The program has impressive geographic reach. Within the U.S., Sloan has backed climate projects related to Cape Cod, Long Island, Alaska, Kentucky, Texas and Washington state. Abroad, the list includes France, China, India, Australia, the Himalayas, the Cayman Islands, the Bahamas, Syria, Colombia, Greenland, Kenya and the Arctic Circle.

The funding strategy is intentionally multidisciplinary. “I sometimes use the analogy of a pinball machine,” Weber said. “Once I get the ball in there, then we can ratchet up the score by going through film and television show, radio — different kinds of media. So to me, it’s all connected.” That list includes books. Weber’s program has also supported 20 climate-related books, including Jared Diamond’s “Collapse” and Elizabeth Kolbert’s “Under a White Sky.”

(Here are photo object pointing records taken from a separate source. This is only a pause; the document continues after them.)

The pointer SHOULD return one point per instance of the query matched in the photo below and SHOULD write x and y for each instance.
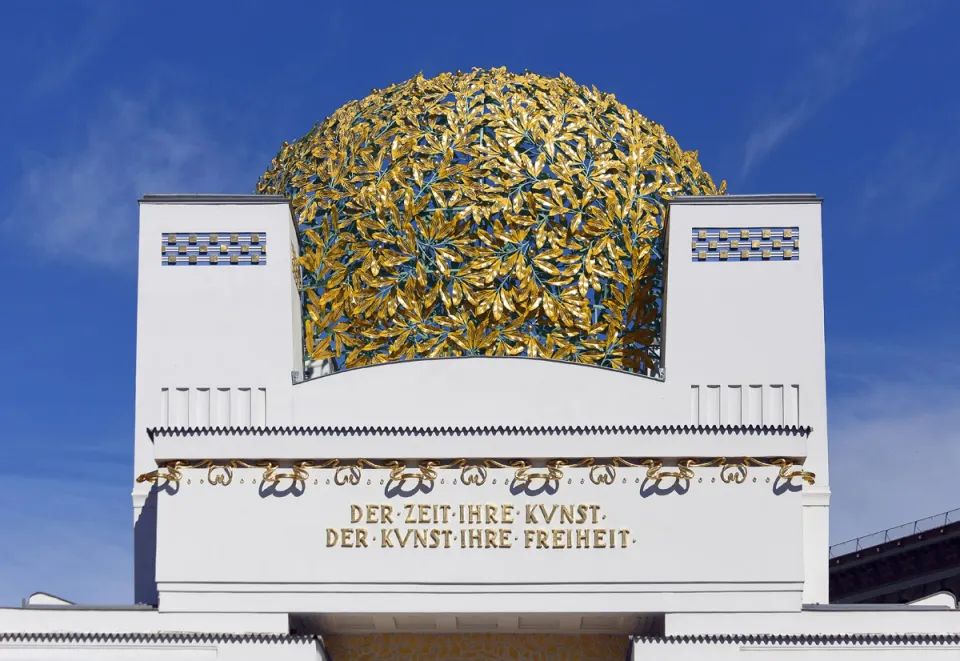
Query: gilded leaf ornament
(484, 213)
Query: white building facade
(480, 507)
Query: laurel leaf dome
(484, 213)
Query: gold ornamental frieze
(475, 472)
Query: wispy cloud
(861, 37)
(894, 436)
(71, 538)
(81, 202)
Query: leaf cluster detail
(484, 213)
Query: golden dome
(484, 213)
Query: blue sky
(858, 101)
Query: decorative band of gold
(474, 473)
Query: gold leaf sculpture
(484, 213)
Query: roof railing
(892, 534)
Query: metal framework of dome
(484, 213)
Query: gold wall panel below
(476, 647)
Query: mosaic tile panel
(476, 647)
(745, 244)
(213, 249)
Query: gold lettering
(420, 538)
(475, 538)
(581, 515)
(490, 538)
(542, 539)
(557, 541)
(346, 538)
(531, 514)
(599, 538)
(583, 539)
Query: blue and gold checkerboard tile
(746, 244)
(213, 249)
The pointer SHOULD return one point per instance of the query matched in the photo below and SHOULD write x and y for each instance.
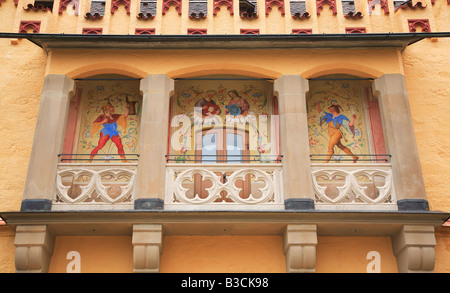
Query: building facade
(182, 136)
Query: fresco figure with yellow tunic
(334, 121)
(109, 122)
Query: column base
(36, 205)
(149, 204)
(299, 204)
(413, 205)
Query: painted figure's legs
(334, 140)
(116, 139)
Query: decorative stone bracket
(148, 243)
(414, 248)
(34, 248)
(299, 246)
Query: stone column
(34, 248)
(299, 246)
(414, 248)
(401, 142)
(48, 142)
(156, 90)
(298, 186)
(147, 242)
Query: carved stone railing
(223, 186)
(353, 186)
(81, 186)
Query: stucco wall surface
(22, 70)
(97, 254)
(427, 70)
(7, 250)
(223, 254)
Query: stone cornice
(329, 223)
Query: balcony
(340, 185)
(109, 184)
(249, 185)
(103, 183)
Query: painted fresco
(336, 121)
(200, 105)
(109, 120)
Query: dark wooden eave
(261, 41)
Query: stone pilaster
(48, 142)
(34, 248)
(401, 142)
(147, 248)
(299, 246)
(298, 186)
(414, 248)
(156, 90)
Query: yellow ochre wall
(221, 254)
(24, 67)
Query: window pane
(234, 148)
(209, 148)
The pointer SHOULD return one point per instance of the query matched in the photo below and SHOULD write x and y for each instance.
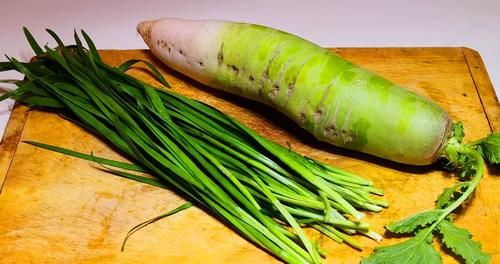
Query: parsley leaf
(416, 250)
(412, 223)
(459, 241)
(490, 148)
(450, 194)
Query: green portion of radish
(335, 100)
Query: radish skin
(335, 100)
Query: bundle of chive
(266, 192)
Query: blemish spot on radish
(274, 92)
(290, 90)
(220, 54)
(317, 115)
(331, 132)
(302, 118)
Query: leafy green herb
(256, 186)
(450, 194)
(419, 249)
(460, 242)
(414, 222)
(490, 148)
(416, 250)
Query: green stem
(480, 166)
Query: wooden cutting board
(58, 209)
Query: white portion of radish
(188, 46)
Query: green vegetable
(425, 225)
(333, 99)
(265, 191)
(337, 102)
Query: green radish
(339, 103)
(335, 100)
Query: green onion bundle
(266, 192)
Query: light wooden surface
(57, 209)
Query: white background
(474, 24)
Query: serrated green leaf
(490, 148)
(412, 223)
(449, 194)
(458, 131)
(416, 250)
(459, 241)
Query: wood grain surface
(58, 209)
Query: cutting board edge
(484, 87)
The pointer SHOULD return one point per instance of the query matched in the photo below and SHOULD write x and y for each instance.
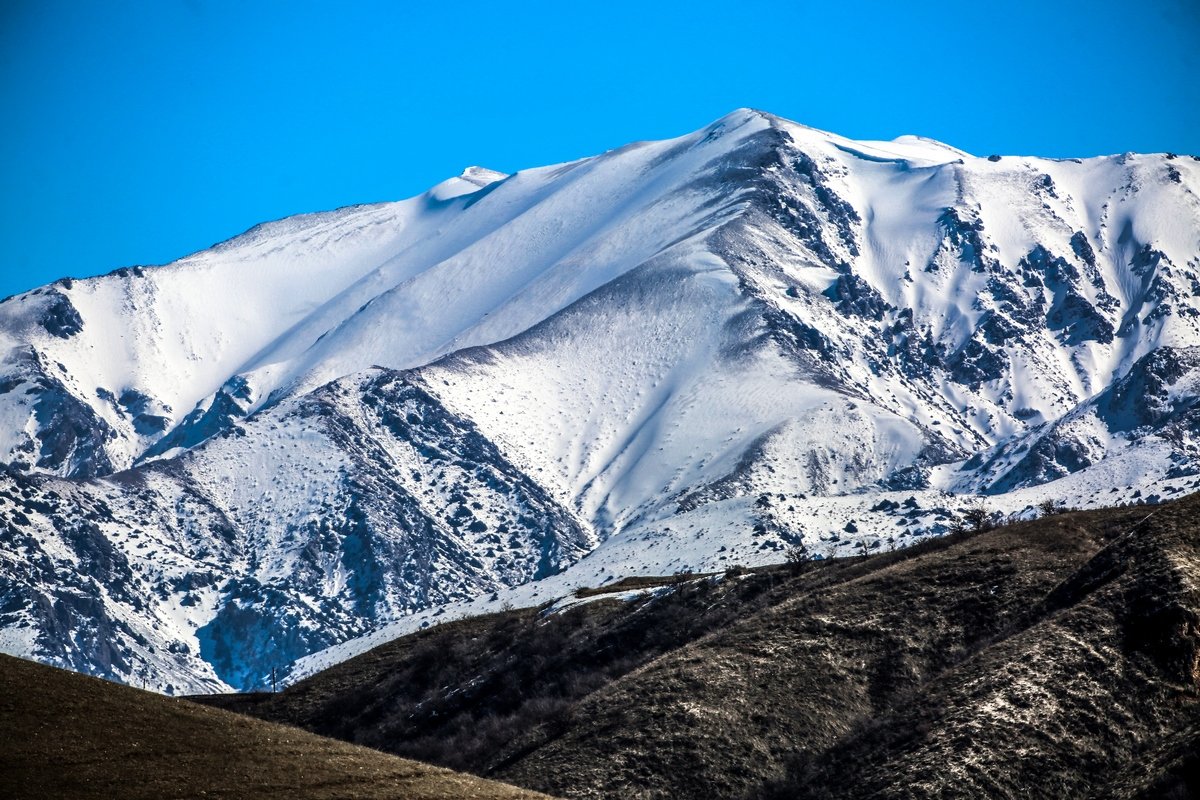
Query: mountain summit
(676, 355)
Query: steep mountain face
(670, 354)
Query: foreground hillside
(1055, 657)
(69, 737)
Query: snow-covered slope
(671, 355)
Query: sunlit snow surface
(677, 355)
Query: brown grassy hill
(67, 735)
(1056, 657)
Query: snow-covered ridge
(677, 354)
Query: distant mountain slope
(72, 737)
(1055, 657)
(673, 355)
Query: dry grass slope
(67, 735)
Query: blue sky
(137, 132)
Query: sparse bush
(977, 517)
(797, 558)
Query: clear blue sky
(137, 132)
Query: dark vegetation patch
(1055, 657)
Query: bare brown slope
(1097, 697)
(729, 713)
(1043, 659)
(67, 735)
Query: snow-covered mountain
(678, 354)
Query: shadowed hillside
(1056, 657)
(67, 735)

Climate may not be an intentional focus for Sloan, but in recent years, it has become a more common ingredient. Nearly half of the climate-related film and TV projects Sloan supports have come since 2019, and based on the list the foundation provided, nearly all of the climate-related screenwriting and production awards it has supported have come in that timeframe, as have 17 of the 20 books.

“I just run into climate because it’s there rather than looking for it,” Weber said. “In that sense, my program probably reflects the concerns that are out there.” These days in philanthropy, no matter what a funder is focused on, that is an increasingly common experience.